Learning for Physical Interaction - From Pixels to Machines that See, Reason and Act - Day 4 Afternoon

Learn about the intersection of artificial intelligence and physical interaction in this comprehensive lecture from JSALT 2025. Explore how large-scale neural networks have revolutionized natural language processing and computer vision, yet face unique challenges when applied to physical environments where data collection is constrained by real-world limitations. Discover recent advances in visually guided robotic manipulation, where traditional Internet-scale datasets and transformer architectures must adapt to the slower pace of physical robot data collection. Examine cutting-edge research addressing the fundamental problem of enabling machines to see, reason, and act in physical spaces, moving beyond pixels to practical robotic applications.

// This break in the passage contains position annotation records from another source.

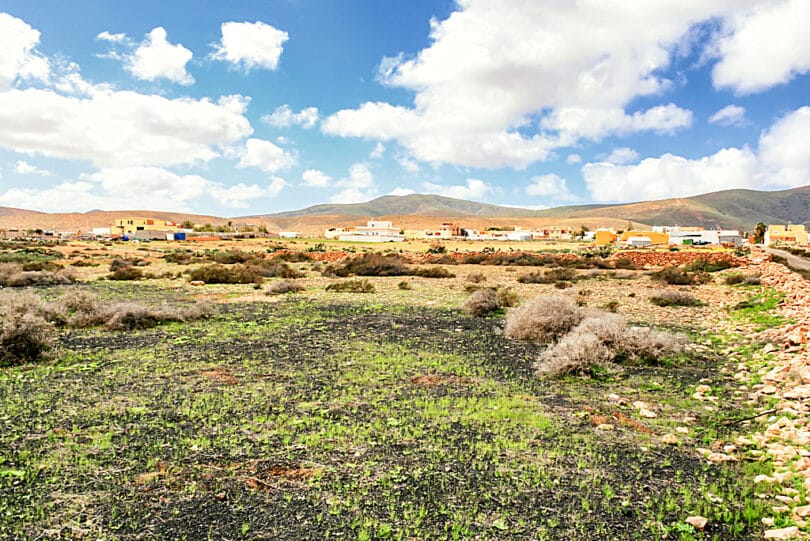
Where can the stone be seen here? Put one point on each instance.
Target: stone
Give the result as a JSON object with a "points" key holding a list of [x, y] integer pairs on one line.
{"points": [[698, 522], [791, 532], [670, 439]]}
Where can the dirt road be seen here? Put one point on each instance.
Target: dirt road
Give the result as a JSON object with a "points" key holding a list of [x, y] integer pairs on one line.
{"points": [[793, 261]]}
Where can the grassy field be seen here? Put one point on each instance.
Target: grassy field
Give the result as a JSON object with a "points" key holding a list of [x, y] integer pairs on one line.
{"points": [[389, 415]]}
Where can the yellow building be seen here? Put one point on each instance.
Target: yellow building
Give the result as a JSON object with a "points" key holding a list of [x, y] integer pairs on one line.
{"points": [[655, 237], [786, 234], [604, 237], [129, 226]]}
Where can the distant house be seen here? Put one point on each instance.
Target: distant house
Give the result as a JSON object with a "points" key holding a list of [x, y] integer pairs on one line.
{"points": [[143, 227], [786, 234], [373, 231]]}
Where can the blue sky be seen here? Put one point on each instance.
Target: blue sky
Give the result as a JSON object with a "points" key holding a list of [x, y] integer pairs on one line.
{"points": [[250, 107]]}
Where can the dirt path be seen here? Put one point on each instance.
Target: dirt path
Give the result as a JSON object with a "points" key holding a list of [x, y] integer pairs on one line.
{"points": [[793, 261]]}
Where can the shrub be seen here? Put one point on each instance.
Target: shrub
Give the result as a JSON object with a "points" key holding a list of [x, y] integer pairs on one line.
{"points": [[25, 335], [624, 263], [601, 338], [548, 277], [432, 272], [130, 315], [574, 354], [481, 303], [703, 265], [543, 319], [284, 286], [126, 273], [371, 264], [674, 298], [12, 275], [351, 286], [220, 274], [678, 277]]}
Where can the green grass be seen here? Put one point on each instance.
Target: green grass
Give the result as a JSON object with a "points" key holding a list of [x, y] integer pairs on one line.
{"points": [[308, 421]]}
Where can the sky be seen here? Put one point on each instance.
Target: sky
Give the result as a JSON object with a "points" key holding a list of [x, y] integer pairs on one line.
{"points": [[261, 106]]}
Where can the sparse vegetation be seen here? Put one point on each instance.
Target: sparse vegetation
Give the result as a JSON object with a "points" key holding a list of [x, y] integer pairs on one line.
{"points": [[666, 297]]}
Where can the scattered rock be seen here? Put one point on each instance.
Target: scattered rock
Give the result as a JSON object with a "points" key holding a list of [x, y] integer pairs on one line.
{"points": [[698, 522]]}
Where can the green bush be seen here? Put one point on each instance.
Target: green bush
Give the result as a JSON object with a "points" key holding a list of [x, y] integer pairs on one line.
{"points": [[220, 274], [351, 286]]}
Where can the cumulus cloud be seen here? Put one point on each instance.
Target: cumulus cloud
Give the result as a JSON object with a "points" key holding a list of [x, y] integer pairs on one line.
{"points": [[265, 155], [112, 38], [782, 161], [250, 45], [550, 185], [473, 188], [134, 188], [284, 117], [156, 58], [19, 59], [622, 155], [358, 186], [495, 67], [378, 152], [314, 177], [730, 115], [766, 46], [24, 168], [120, 128]]}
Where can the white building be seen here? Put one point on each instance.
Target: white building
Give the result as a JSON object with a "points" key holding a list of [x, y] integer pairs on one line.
{"points": [[373, 231]]}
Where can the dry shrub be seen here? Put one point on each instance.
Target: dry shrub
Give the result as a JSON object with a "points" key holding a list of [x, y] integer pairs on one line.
{"points": [[432, 272], [125, 273], [482, 302], [13, 275], [543, 319], [131, 315], [574, 354], [220, 274], [674, 298], [284, 286], [351, 286], [602, 337], [25, 335]]}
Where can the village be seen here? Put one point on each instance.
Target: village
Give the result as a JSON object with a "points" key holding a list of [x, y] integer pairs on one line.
{"points": [[382, 231]]}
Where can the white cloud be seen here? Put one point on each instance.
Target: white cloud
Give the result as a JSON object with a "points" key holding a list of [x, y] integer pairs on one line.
{"points": [[730, 115], [112, 38], [409, 165], [550, 185], [120, 128], [314, 177], [782, 161], [784, 149], [156, 58], [495, 66], [265, 155], [284, 117], [250, 45], [401, 191], [378, 152], [473, 188], [764, 47], [24, 168], [18, 58], [622, 155], [359, 186], [134, 188]]}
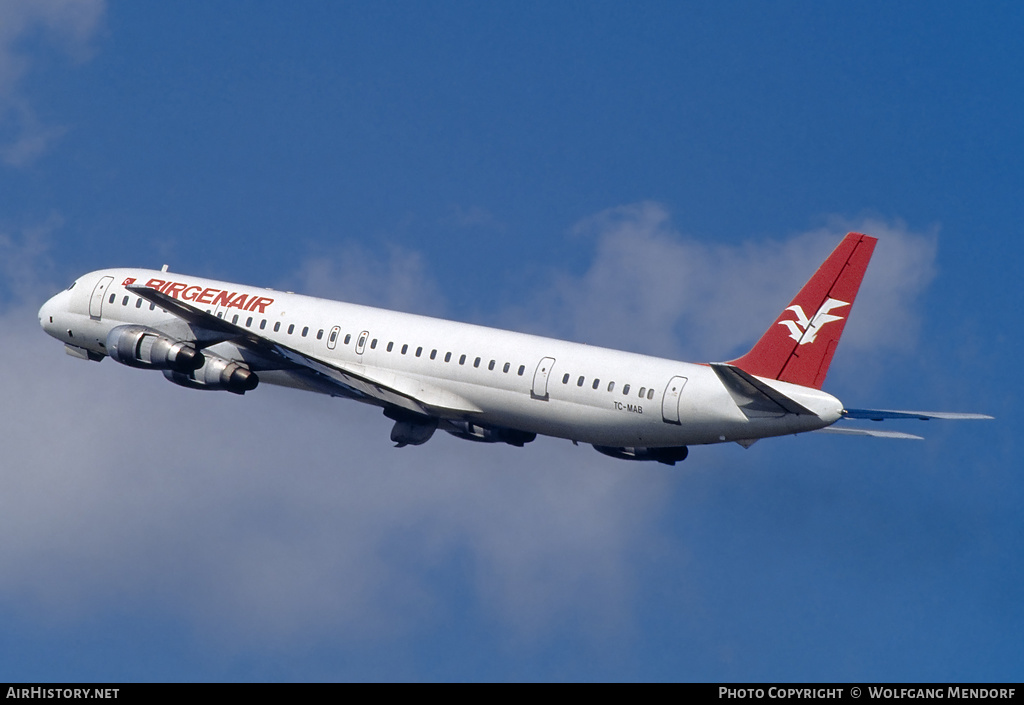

Gain insights into self-supervised learning techniques, supercomputer infrastructures, and neural architectures specifically designed for physical interaction tasks. Access explanations of key computer vision and robotics concepts made accessible for students with machine learning and speech/language backgrounds but limited expertise in these specialized fields. Benefit from the expertise of Josef Sivic, a distinguished researcher from the Czech Institute of Informatics, Robotics and Cybernetics who leads the Intelligent Machine Perception team and ELLIS Unit Prague, bringing over a decade of experience from Inria Paris and recognition including ERC grants and test-of-time awards at major computer vision conferences.